Stosunkowo dużo miejsca poświęca jednak Rafałowi Koścowi, który wrócił do „Czarnych Koszul” z GKS Tychy. – To jest wojownik. Nie grał w Polonii długo, raptem pół roku, ale zżył się z klubem i nie było problemu, by go sprowadzić do Warszawy. Chciał go Dolcan Ząbki, ale on przyszedł do nas. Widzi, że tu też jest dla niego przyszłość. Że klub jest poukładany, że można nam zaufać.

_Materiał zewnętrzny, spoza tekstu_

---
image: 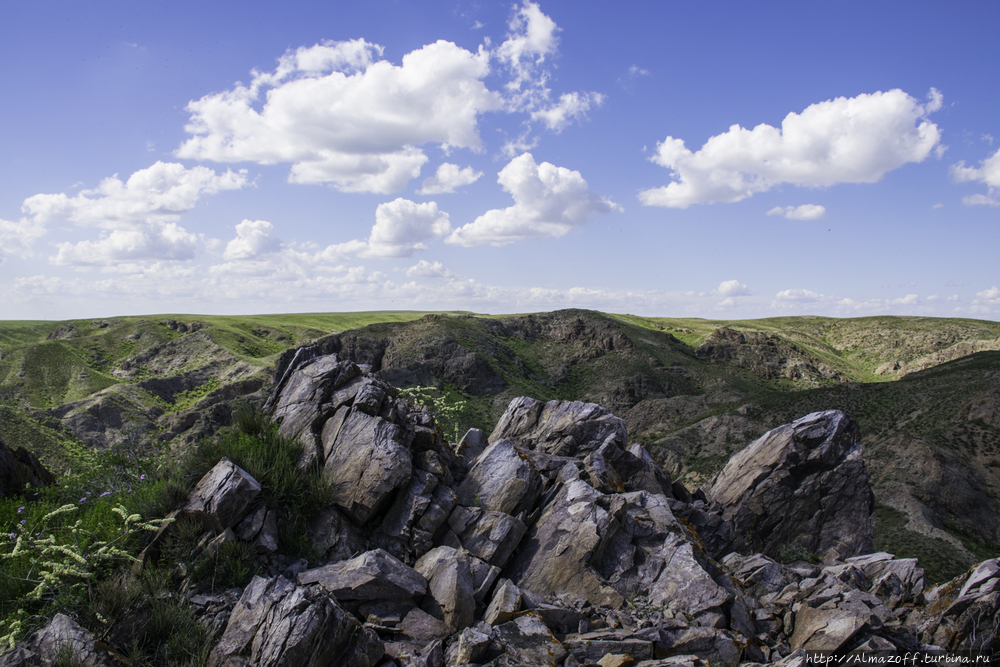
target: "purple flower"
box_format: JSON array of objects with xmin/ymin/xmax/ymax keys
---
[
  {"xmin": 79, "ymin": 497, "xmax": 86, "ymax": 503},
  {"xmin": 19, "ymin": 520, "xmax": 25, "ymax": 526},
  {"xmin": 17, "ymin": 506, "xmax": 25, "ymax": 514},
  {"xmin": 140, "ymin": 474, "xmax": 146, "ymax": 480},
  {"xmin": 100, "ymin": 491, "xmax": 111, "ymax": 497}
]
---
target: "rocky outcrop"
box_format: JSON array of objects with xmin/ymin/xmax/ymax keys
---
[
  {"xmin": 0, "ymin": 614, "xmax": 111, "ymax": 667},
  {"xmin": 706, "ymin": 410, "xmax": 875, "ymax": 561},
  {"xmin": 0, "ymin": 437, "xmax": 56, "ymax": 499},
  {"xmin": 208, "ymin": 575, "xmax": 384, "ymax": 667},
  {"xmin": 10, "ymin": 359, "xmax": 1000, "ymax": 666},
  {"xmin": 696, "ymin": 328, "xmax": 846, "ymax": 386}
]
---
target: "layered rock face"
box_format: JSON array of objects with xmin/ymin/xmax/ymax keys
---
[
  {"xmin": 707, "ymin": 410, "xmax": 875, "ymax": 561},
  {"xmin": 7, "ymin": 353, "xmax": 1000, "ymax": 666}
]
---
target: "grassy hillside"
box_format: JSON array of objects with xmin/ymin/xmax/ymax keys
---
[
  {"xmin": 3, "ymin": 308, "xmax": 1000, "ymax": 582},
  {"xmin": 0, "ymin": 311, "xmax": 459, "ymax": 467}
]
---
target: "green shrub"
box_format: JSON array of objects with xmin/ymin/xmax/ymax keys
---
[{"xmin": 778, "ymin": 544, "xmax": 821, "ymax": 564}]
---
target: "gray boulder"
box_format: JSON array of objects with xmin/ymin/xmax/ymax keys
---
[
  {"xmin": 455, "ymin": 439, "xmax": 542, "ymax": 517},
  {"xmin": 270, "ymin": 354, "xmax": 360, "ymax": 442},
  {"xmin": 183, "ymin": 457, "xmax": 261, "ymax": 529},
  {"xmin": 323, "ymin": 409, "xmax": 413, "ymax": 525},
  {"xmin": 297, "ymin": 549, "xmax": 427, "ymax": 601},
  {"xmin": 447, "ymin": 506, "xmax": 526, "ymax": 568},
  {"xmin": 489, "ymin": 397, "xmax": 628, "ymax": 458},
  {"xmin": 249, "ymin": 585, "xmax": 383, "ymax": 667},
  {"xmin": 31, "ymin": 614, "xmax": 110, "ymax": 667},
  {"xmin": 210, "ymin": 575, "xmax": 383, "ymax": 667},
  {"xmin": 483, "ymin": 579, "xmax": 522, "ymax": 626},
  {"xmin": 414, "ymin": 546, "xmax": 478, "ymax": 631},
  {"xmin": 646, "ymin": 533, "xmax": 731, "ymax": 619},
  {"xmin": 209, "ymin": 576, "xmax": 297, "ymax": 667},
  {"xmin": 0, "ymin": 437, "xmax": 57, "ymax": 499},
  {"xmin": 706, "ymin": 410, "xmax": 875, "ymax": 561},
  {"xmin": 493, "ymin": 611, "xmax": 567, "ymax": 666},
  {"xmin": 505, "ymin": 477, "xmax": 625, "ymax": 608}
]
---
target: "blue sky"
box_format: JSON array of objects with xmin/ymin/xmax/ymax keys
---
[{"xmin": 2, "ymin": 0, "xmax": 998, "ymax": 320}]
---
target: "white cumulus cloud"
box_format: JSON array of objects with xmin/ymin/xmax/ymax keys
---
[
  {"xmin": 223, "ymin": 220, "xmax": 283, "ymax": 260},
  {"xmin": 446, "ymin": 153, "xmax": 619, "ymax": 247},
  {"xmin": 417, "ymin": 163, "xmax": 483, "ymax": 195},
  {"xmin": 766, "ymin": 204, "xmax": 827, "ymax": 220},
  {"xmin": 176, "ymin": 39, "xmax": 500, "ymax": 194},
  {"xmin": 716, "ymin": 280, "xmax": 751, "ymax": 297},
  {"xmin": 51, "ymin": 223, "xmax": 201, "ymax": 266},
  {"xmin": 976, "ymin": 286, "xmax": 1000, "ymax": 304},
  {"xmin": 406, "ymin": 260, "xmax": 459, "ymax": 280},
  {"xmin": 0, "ymin": 218, "xmax": 45, "ymax": 262},
  {"xmin": 951, "ymin": 147, "xmax": 1000, "ymax": 206},
  {"xmin": 640, "ymin": 89, "xmax": 943, "ymax": 208},
  {"xmin": 23, "ymin": 161, "xmax": 248, "ymax": 227},
  {"xmin": 21, "ymin": 162, "xmax": 248, "ymax": 266},
  {"xmin": 330, "ymin": 198, "xmax": 452, "ymax": 259}
]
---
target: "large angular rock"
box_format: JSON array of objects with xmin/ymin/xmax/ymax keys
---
[
  {"xmin": 505, "ymin": 477, "xmax": 625, "ymax": 608},
  {"xmin": 414, "ymin": 546, "xmax": 478, "ymax": 631},
  {"xmin": 484, "ymin": 579, "xmax": 522, "ymax": 626},
  {"xmin": 646, "ymin": 533, "xmax": 731, "ymax": 619},
  {"xmin": 706, "ymin": 410, "xmax": 875, "ymax": 560},
  {"xmin": 455, "ymin": 439, "xmax": 542, "ymax": 517},
  {"xmin": 447, "ymin": 506, "xmax": 527, "ymax": 568},
  {"xmin": 655, "ymin": 627, "xmax": 743, "ymax": 667},
  {"xmin": 210, "ymin": 575, "xmax": 383, "ymax": 667},
  {"xmin": 845, "ymin": 552, "xmax": 926, "ymax": 605},
  {"xmin": 323, "ymin": 409, "xmax": 413, "ymax": 525},
  {"xmin": 493, "ymin": 612, "xmax": 568, "ymax": 666},
  {"xmin": 562, "ymin": 630, "xmax": 654, "ymax": 664},
  {"xmin": 31, "ymin": 614, "xmax": 110, "ymax": 667},
  {"xmin": 788, "ymin": 604, "xmax": 868, "ymax": 652},
  {"xmin": 0, "ymin": 438, "xmax": 57, "ymax": 499},
  {"xmin": 209, "ymin": 576, "xmax": 297, "ymax": 667},
  {"xmin": 298, "ymin": 549, "xmax": 427, "ymax": 601},
  {"xmin": 183, "ymin": 457, "xmax": 261, "ymax": 528},
  {"xmin": 249, "ymin": 585, "xmax": 384, "ymax": 667},
  {"xmin": 916, "ymin": 558, "xmax": 1000, "ymax": 652},
  {"xmin": 490, "ymin": 397, "xmax": 628, "ymax": 458},
  {"xmin": 270, "ymin": 354, "xmax": 361, "ymax": 441}
]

Mocno prezentuje się też sztab szkoleniowy. Gołaszewski będzie pierwszym trenerem. Pomagać będzie mu Wojciech Szymanek. Szymanek ma podpowiadać obrońcom, natomiast Jacek Kosmalski poza pracą z napastnikami zajmie się skautingiem. Piotr Wojdyga szkolić będzie bramkarzy. Taktykę opracowywać będzie Jerzy Engel jr.
Kilka słów usłyszeliśmy także o młodzieżowcach. – Podpisaliśmy umowę z MKS. Jasno jest w niej zapisane, że tych młodzieżowców, których wypatrzymy, możemy wykupić lub wypożyczyć. Ale to, czy oni będą chcieć grać dla Polonii, to już inna sprawa. Bartłomiej Urbański, Przemysław Płacheta czy Krzysztof Możdżonek wybrali inną drogę [szukają klubu, nie chcą, pomimo zainteresowania, grać w Polonii] i idą dalej w świat. Tak prawdę mówiąc, to nie wiem, czego szukają. Z mojego punktu widzenia odeszli za wcześnie. Mam jedynie nadzieję, że nie popełnili błędu i wybiorą dobry kierunek. Ja koncentruję się na tych, którzy zostali i chcą za Polonię oddać serce – mówi i dodaje, że raczej do Polonii już nikt nie dojdzie.
O swoim przyjściu do Polonii powiedział Mariusz Marczak. – Myślę, że Polonia to w tej chwili najbardziej konkretny klub naszej ligi. Warto dodać, że poziomem przewyższa poziom, w którym się znajduje – chwali swój nowy klub w rozmowie z kspolonia.pl
Piłkarz jest zdeterminowany. Chce grać i strzelać bramki. Myśli o awansie okraszonym trzecią koroną króla strzelców III ligi pod rząd. Powodzenia!